The individual features of the disclosed embodiment can be freely combined with each other.

Claims

1-17. (canceled)

18. A device for sealing of packages, comprising a first sealing bar having a sealing face and a compressible, heat conducting material provided on the sealing bar at the sealing face.

19. The device according to claim 18, wherein the material is elastic.

20. The device according to claim 18, wherein the material comprises a metal meshwork.

21. The device according to claim 18, further comprising a counter-bearing.

22. The device according to claim 18, further comprising a second sealing bar that is provided as a counter-bearing, wherein a sealing operation is performed therebetween.

23. The device according to claim 22, wherein each of the first sealing bar and the second sealing bar comprises a contact face adapted to receive a package material therebetween.

24. The device according to claim 22, wherein said second also comprises a compressible, heat conducting material.
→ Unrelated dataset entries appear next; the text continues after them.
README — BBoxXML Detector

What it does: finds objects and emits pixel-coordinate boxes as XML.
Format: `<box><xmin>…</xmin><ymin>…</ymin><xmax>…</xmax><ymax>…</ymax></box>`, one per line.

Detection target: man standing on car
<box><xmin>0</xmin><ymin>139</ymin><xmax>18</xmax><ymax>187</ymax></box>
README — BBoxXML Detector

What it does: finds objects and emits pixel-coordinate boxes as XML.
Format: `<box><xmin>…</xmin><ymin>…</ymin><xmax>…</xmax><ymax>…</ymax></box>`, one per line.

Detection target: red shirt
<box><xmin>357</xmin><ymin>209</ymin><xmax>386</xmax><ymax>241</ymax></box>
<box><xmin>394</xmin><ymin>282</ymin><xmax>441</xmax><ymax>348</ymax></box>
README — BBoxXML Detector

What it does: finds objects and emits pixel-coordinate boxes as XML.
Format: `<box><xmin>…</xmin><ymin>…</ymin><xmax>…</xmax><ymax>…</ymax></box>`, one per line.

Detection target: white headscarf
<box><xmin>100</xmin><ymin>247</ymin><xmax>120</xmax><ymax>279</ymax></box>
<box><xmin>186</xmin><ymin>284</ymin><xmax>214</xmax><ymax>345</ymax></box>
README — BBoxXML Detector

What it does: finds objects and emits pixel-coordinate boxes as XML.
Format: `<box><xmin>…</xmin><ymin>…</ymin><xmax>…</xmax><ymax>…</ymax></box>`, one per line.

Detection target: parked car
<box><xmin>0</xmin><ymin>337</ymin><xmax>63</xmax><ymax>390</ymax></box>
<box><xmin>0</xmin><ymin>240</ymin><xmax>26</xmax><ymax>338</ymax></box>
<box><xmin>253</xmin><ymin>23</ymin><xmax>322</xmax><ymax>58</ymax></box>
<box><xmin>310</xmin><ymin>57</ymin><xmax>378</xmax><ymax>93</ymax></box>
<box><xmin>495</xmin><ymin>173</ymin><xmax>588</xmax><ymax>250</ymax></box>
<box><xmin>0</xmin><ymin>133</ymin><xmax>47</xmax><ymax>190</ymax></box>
25. The device according to claim 18, wherein the compressible, heat conducting material extends over the entire sealing face.

26. The device according to claim 18, wherein the compressible, heat conducting material has a side opposite to the sealing bar, and further comprising a strip on the side of the compressible, heat conducting material.

27. The device according to claim 26, wherein the strip comprises Teflon.

28. The device according to claim 18, wherein the first sealing bar comprises a heating device.

29. The device according to claim 22, wherein at least one of the first sealing bar and the second sealing bar comprises a heating device

30. A method of sealing packages, said method comprising: pressing a first sealing bar to a counter-bearing; and providing a compressible, heat conducting material on the first sealing bar.

31. The method according to claim 30, further comprising forming the counter-bearing with a second sealing bar.

32. The method according to claim 31, further comprising receiving a web between the first sealing bar and the second sealing bar.

33. The method according to claim 32, further comprising sealing the web over an entire surface of the sealing bar with a constant pressure.

34. The method according to claim 30, further comprising compensating for tilting and/or manufacturing tolerances of the sealing bars with the compressible, heat conducting material.

35. The method according to claim 30, further comprising provinding an elastic metal meshwork for the material.